The second prerequisite of an effective ADIZ is a country's ability and will to project force (and deal with the potential consequences). Ground, sea and air platforms can all be used to enforce airspace, but one cannot shoot or threaten to shoot something without being able to see it and without having the appropriate weapon within range. Military aircraft are routinely used to intercept transgressing aircraft and enforce the ADIZ, so it is important for an air force base to be close to the zone.

China is thought to have acquired and developed the assets required to accomplish all of the above, but it has yet to position them in a way that would cover all of its new ADIZ. China is more militarily competent near its mainland, but the farther out the ADIZ extends, the more constrained China becomes -- and limited in terms of the tools at its disposal. This underscores China's need to develop specific procedures and training protocols and dedicate appropriate assets to effectively enforce its new ADIZ.
Shaping a New Status Quo

The growing aerial trend in the East China Sea disputes adds another dimension in the already tense seaborne competition over the Senkaku/Diaoyu Islands, following the Japanese government's nationalization of three islets in September 2012. Before then, the islands, although disputed by China, were only infrequently sources of direct tension between Japan and China, since the two sides had earlier come to a tacit agreement that China would not push its claims if Japan did not develop the islands.

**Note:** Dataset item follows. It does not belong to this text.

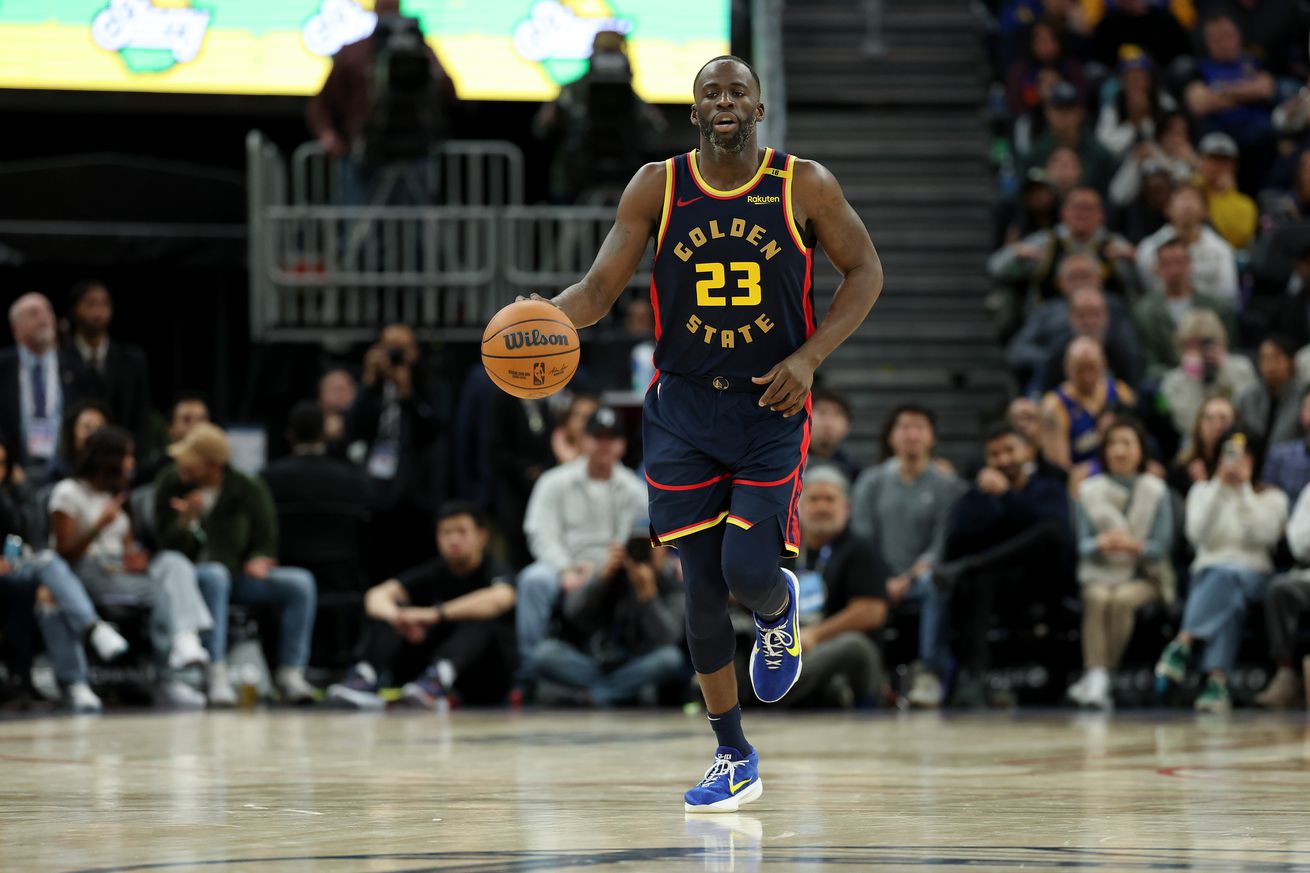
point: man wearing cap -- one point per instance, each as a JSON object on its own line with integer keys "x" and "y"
{"x": 225, "y": 523}
{"x": 579, "y": 517}
{"x": 1232, "y": 213}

This has now changed. While the nationalization did not alter the fact that Japan has no development on the island, it apparently prompted Beijing to shift from its previous pragmatic approach and embark on a nationalist campaign to redefine the boundary.

Against this backdrop, China has increased patrols by maritime surveillance and fishing vessels near the disputed waters, and this has precluded Japan from confronting China with naval vessels. In particular, as the vessels were dispatched well within Japan's 12 nautical miles of territorial waters around the islands, it underscored China's implicit claims of sovereignty. Beijing also announced the intention to demarcate its own territorial waters 12 nautical miles off the islands to further its claims. Added to this is China's increasingly hard-line approach over joint exploration in the natural gas fields in the East China Sea that has largely precluded Japan from participating.

In the near term, Beijing is aiming to shift the fact of Japan's de facto control over the disputed islands toward a new balance that recognizes China's emerging maritime interests and presence. As with similar maneuvers by Beijing in the South China Sea disputes, China understands that its attempt to establish a new balance in the maritime sphere is confined so long as it wants to avoid provoking a serious response from the United State.

Serious aggression over maritime boundaries with Japan could not only justify Japan's process of military normalization but ultimately bring U.S. military power into the equation, since Washington has repeatedly emphasized that it considers the area covered by U.S.-Japan security agreements. This would not be in China's interests, but Beijing nonetheless appeared to be willing to test the U.S. commitment and assert its claim not only to the islands but also to its enlarged sphere of influence. That said, such deliberate ratcheting up of tensions with tools like the ADIZ is forcing all players to readjust their behaviors in light of China's increasing regional ambitions and naval heft.